There is a need to thoroughly review the above issues to mitigate the grievance of the province by giving people-friendly governance. It is also important to note that the unit costs of development and the maintenance of services are higher in Balochistan because of its low population density and relatively low urban population share (28 percent). The dominance of the capital city, Quetta, is pronounced. Its share of the urban population is 32 percent. There is a clear need to develop a network of secondary cities and towns across the province. Compared to the rest of Pakistan, the sub-sectors which lag in Balochistan are major crops, manufacturing, transport and communications, finance, insurance, and private services.

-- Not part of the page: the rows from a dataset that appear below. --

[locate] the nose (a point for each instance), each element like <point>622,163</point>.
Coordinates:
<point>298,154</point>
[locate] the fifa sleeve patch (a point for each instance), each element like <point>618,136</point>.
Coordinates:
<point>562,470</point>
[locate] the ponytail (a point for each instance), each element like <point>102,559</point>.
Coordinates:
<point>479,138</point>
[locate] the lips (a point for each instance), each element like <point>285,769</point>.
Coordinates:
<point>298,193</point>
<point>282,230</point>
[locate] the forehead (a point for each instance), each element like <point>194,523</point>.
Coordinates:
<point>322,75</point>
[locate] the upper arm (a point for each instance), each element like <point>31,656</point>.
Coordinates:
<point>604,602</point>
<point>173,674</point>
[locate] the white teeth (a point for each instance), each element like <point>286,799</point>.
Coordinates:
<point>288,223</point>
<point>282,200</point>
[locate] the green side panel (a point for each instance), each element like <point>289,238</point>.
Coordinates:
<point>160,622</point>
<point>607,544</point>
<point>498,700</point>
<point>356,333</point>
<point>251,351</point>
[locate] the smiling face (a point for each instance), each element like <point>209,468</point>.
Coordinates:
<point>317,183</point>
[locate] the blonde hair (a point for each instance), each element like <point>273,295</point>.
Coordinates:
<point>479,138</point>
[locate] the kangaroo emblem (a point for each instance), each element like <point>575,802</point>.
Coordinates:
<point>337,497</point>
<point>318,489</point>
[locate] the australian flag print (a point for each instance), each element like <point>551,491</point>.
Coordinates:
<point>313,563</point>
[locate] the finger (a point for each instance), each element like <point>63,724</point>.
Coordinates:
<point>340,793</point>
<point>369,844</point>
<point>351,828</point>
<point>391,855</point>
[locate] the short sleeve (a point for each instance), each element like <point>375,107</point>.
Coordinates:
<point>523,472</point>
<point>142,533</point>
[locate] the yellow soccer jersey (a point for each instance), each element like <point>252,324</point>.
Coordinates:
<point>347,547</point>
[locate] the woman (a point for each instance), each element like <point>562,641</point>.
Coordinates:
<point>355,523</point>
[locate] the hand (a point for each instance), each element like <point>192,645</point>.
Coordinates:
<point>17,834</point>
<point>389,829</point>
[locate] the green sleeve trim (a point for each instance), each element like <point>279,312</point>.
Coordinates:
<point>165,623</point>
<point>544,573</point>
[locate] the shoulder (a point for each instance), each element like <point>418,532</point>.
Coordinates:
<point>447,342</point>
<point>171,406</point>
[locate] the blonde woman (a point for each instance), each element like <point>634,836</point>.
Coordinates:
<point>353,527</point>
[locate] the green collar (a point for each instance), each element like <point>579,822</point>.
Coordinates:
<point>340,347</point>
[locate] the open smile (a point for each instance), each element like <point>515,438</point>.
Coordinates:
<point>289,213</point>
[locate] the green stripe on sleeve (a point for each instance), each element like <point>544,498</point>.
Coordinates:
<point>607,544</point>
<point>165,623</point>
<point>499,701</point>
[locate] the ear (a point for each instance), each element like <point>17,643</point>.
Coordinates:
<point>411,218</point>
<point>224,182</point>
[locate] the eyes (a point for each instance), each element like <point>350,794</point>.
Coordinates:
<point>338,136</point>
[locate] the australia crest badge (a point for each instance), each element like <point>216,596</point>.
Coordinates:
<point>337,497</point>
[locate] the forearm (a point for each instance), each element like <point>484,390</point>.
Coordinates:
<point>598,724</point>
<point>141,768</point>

China-Pakistan Economic Corridor (CPEC) can significantly push Balochistan’s development. The Gwadar port project is near completion, and the first phase of the free industrial zone has been finalized. The early completion of CPEC’s eastern corridor to Gwadar is urgently needed. Special incentives for establishing industrial units and housing in Gwadar can expedite the pace of development. Moreover, Balochistan’s coastal belt development should promote fishing and offshore oil and gas exploration.
Regardless of the political jostling in the province, the issue of governance matters most. Everyone should ask whether Balochistan’s current rulers have the plans or capability to address the above problems.

The writer is a former Ambassador of Pakistan in Iran and UAE. He is currently working as a Senior Research Fellow in the Islamabad Policy Research Institute (IPRI).